Coach Runk was patient with Rob and did watch his development, with amazement.
"Who would have thought it would turn out the way it did," Carl said.
It turned out that way because Rob was dedicated to a work ethic that made him stand out as the top gun on the firing line. He had a shot that was clocked at 90 miles an hour whether he took it righthanded, lefthanded, standing still or on the run. At 6-1, 190 pounds he could run like a tailback which is why the Dallas Cowboys inquired about him through our media relations office in Rob's senior year.
"He's the kind of player that every coach dreams about," Coach Runk told the Evening Sun's Bill Tanton. "When we would finish a hard practice and everybody else would run for the showers, Rob stayed out on the field and worked (on his game)."
Austin, by the way, wound up attending Towson but left the program after two years. Dail went on to play four years under Dick Edell at Maryland. In their senior years, Rob got the best of his former Bobcat teammate when the Tigers beat the Terps 15-11 in the Carrier Dome to advance to the 1991 NCAA National Championship against unbeaten North Carolina. Each scored a goal and had an assist in that semifinal.
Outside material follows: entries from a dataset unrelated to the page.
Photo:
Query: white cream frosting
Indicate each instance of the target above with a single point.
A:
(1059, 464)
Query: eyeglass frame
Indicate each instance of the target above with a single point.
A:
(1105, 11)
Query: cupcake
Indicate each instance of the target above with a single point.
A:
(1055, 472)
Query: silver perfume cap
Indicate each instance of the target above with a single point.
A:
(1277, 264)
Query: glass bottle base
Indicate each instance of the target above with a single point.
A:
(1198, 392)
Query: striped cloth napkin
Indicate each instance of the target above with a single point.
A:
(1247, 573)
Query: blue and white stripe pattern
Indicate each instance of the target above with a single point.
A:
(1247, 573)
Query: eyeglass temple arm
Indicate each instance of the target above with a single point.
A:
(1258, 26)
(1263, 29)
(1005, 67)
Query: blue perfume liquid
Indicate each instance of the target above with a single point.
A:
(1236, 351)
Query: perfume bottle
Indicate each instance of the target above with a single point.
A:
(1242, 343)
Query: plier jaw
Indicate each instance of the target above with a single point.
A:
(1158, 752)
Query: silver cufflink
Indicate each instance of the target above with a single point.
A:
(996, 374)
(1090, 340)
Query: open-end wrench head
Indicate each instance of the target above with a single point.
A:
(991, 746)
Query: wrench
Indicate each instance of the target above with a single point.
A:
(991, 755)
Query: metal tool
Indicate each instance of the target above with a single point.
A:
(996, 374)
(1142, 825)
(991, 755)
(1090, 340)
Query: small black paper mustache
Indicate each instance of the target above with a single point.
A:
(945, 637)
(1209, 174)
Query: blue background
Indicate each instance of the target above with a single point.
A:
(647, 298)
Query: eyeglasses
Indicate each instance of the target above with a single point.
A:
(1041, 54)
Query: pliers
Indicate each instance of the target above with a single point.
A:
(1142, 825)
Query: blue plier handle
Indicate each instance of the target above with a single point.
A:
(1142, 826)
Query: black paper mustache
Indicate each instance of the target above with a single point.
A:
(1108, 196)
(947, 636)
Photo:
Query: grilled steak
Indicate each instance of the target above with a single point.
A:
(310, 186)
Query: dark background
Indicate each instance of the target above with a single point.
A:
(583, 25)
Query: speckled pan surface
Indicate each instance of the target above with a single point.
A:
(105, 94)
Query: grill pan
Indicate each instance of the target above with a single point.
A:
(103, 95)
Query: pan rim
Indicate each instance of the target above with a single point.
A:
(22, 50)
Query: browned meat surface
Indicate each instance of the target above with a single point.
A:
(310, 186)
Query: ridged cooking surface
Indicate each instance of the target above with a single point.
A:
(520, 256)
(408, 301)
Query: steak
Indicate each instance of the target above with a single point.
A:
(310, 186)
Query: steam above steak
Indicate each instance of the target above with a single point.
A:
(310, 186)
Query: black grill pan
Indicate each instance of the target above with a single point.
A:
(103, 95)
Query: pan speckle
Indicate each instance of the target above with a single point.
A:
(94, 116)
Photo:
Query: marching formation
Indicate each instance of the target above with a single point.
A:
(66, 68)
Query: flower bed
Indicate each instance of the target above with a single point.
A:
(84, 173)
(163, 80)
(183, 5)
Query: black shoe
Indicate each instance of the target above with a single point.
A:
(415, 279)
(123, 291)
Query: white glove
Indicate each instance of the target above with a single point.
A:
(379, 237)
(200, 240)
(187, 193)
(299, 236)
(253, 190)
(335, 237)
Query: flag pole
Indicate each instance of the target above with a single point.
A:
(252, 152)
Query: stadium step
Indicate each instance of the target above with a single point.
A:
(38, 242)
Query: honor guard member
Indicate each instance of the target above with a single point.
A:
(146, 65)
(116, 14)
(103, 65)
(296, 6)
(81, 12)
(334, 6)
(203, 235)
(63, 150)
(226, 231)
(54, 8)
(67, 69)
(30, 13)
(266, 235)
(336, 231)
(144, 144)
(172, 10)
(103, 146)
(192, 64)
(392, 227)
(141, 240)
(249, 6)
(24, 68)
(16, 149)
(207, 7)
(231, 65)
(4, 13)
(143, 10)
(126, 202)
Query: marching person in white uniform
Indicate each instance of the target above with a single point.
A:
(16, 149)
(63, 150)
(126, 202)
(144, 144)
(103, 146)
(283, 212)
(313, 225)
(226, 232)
Although Towson fell short of its bid for a national championship with that 18-13 loss to the Tar Hells the Tigers had made quite the impression on the lacrosse world. In addition to Rob's first team All-American selection, five other Tigers were named All-American in 1991 including second team Steve Kisslinger (in my opinion the best long stick defensive midfielder of his time), third team attackman Glenn Smith and honorable mention midfielder Tony Millon, attackman John Blatchley and close defenseman Carl Beernink. That team was loaded.
His final appearance on the college field came in the 1991 North-South All-Star Game when Rob scored three quick goals to get the South started on its way to a 15-12 victory.
After his collegiate career, which included recognition as the East Coast Conference Player of the Year, Rob played professionally until he retired in 2003. He spent eight years in the Major Indoor Lacrosse League and the National Lacrosse League, playing for the Philadelphia Wings, the Baltimore Thunder and the Washington Power. From 2001-02 he was a member of the Major League Lacrosse champion Baltimore Bayhawks.
He played on successive United States World Teams in 1994 and 1998. He was a member of the Mt. Washington Lacrosse Club for seven years and was the United States Club Lacrosse Association Southern Division Player of the Year in 1992.
In 2005 Rob was inducted into Towson's Athletic Hall of Fame.
Rob is married with three daughters ages 8, 5 and 2. He's involved with a very successful company that supplies a medical device used in psychiatry to treat depression.
He still plays a little lacrosse, whenever he can find the time and a master's tournament looking for a midfielder. When you talk to him you sense he's putting the same kind of energy and enthusiasm into his family and career that he did with lacrosse almost 20 years ago.
Rob is the kind of person the National Lacrosse Hall of Fame should induct. He's earned it.